Enterprise AI, the ability for businesses to create new or better products and services, new or better customer interactions, and new or better ways of doing business from data by leveraging AI, keeps advancing and it’s a very good thing. The more that businesses can leverage AI to their own accord and per their own direction, the threat that the AI transformation capability is concentrated to a few dominating global powerhouses will be diminished.
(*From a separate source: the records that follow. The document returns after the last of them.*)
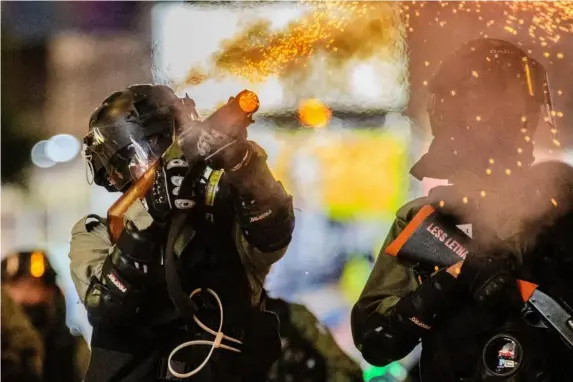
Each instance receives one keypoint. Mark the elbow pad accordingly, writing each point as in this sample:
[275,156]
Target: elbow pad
[130,265]
[392,336]
[264,208]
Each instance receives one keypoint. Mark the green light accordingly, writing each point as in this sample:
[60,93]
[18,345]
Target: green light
[374,371]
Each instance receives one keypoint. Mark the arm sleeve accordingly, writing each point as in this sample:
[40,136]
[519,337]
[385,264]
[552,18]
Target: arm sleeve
[22,348]
[340,367]
[256,263]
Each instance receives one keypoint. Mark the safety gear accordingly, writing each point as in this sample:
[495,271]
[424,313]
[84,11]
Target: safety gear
[22,351]
[131,266]
[386,338]
[264,208]
[484,104]
[130,130]
[490,280]
[28,264]
[168,191]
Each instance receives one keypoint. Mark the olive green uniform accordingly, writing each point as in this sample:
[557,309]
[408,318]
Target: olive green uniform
[91,242]
[393,278]
[339,366]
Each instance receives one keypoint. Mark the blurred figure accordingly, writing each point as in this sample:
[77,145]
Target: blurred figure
[310,353]
[22,349]
[30,282]
[485,103]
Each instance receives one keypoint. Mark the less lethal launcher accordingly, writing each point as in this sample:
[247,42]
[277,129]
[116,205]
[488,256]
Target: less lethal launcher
[434,241]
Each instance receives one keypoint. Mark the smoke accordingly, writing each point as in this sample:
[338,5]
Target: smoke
[314,54]
[525,206]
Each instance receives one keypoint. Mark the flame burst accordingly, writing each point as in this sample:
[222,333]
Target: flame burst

The innovation of AI has been greatly spurred on due to it’s Open Source nature, AI skill development being baccessible to everyone via MooCs (Massively Open Online Courses), a lot of attention has been placed on Augmented Intelligence (not replacement), and Responsibility/Explainability (not invasive use) has been critical for businesses trying to serve their customers. But, Enterprise AI needs continued progression as well so that more companies can actively leverage it as part of their offerings. In particular these three areas need continued work:
Full Life Cycle Management for Enterprise AI
It’s great that exciting AI advancements are occurring in the open source community, but, for businesses to create value, AI must become a pipeline from data to outcomes. However, there are still too many requirements to stitch together... different capabilities, in order to create flow through the pipeline. In addition, responsibility (the combination of governance, security, compliance, and collaboration) is still an add-on or an afterthought. Also, Big Data handling is still too much of a separate evolution from AI training and AI serving thus Full Life Cycle Management for Enterprise AI needs to be represented within businesses.
Better AI Training Techniques
Both Stochastic Gradient Descent and the art of Hyperparameter Tuning were critical to harnessing the capability of learning and using deep neural networks. But, the compute and intuition lean heavily on “Big Compute” resources and those elusive unicorn notions of “Data Scientists”. Two important advances need to continue. First, “Transfer Learning”, i.e. the ability to leverage pre-trained deep neural networks and apply them to related but different use cases with minimal amounts of retraining, needs to continue to gain prominence. Leaders in MooCs (i.e. fast.ai) are pushing forward with Transfer Learning. In addition, Transfer Learning minimizes the Hyperparameter Tuning and the associated requirement for Automatic Neural Architecture Search. This greatly makes AI more accessible to businesses while minimizing the training and data requirements. Second, alternatives to SGD, like Reservoir Computing approaches, Echo State Networks and Liquid State Machines need to be commercialized. Without the need to train every neuron in a network, faster training with more efficient computing will make AI more accessible to more businesses.
Easier Production Serving
As per the above, most AI research ends with a accurately trained model. Often, the momentum and excitement ends at that point or after serving a simple webpage. Dynamic Learning, model updating, differences in data transformation between training data and data input for inferences, all remain mostly an undocumented challenge and art form. Furthering reproducibility and processes for production serving need to continue as well.
Enterprise AI can drive what everyone wants: having a responsible decentralized AI capability that provides us better services without AI domination by the powerful. Businesses that move forward with Enterprise AI are not only advancing in the digital economy, they are a force for good. But we need to keep pushing: Full Life Cycle Management; Better Training, Easier Production Serving.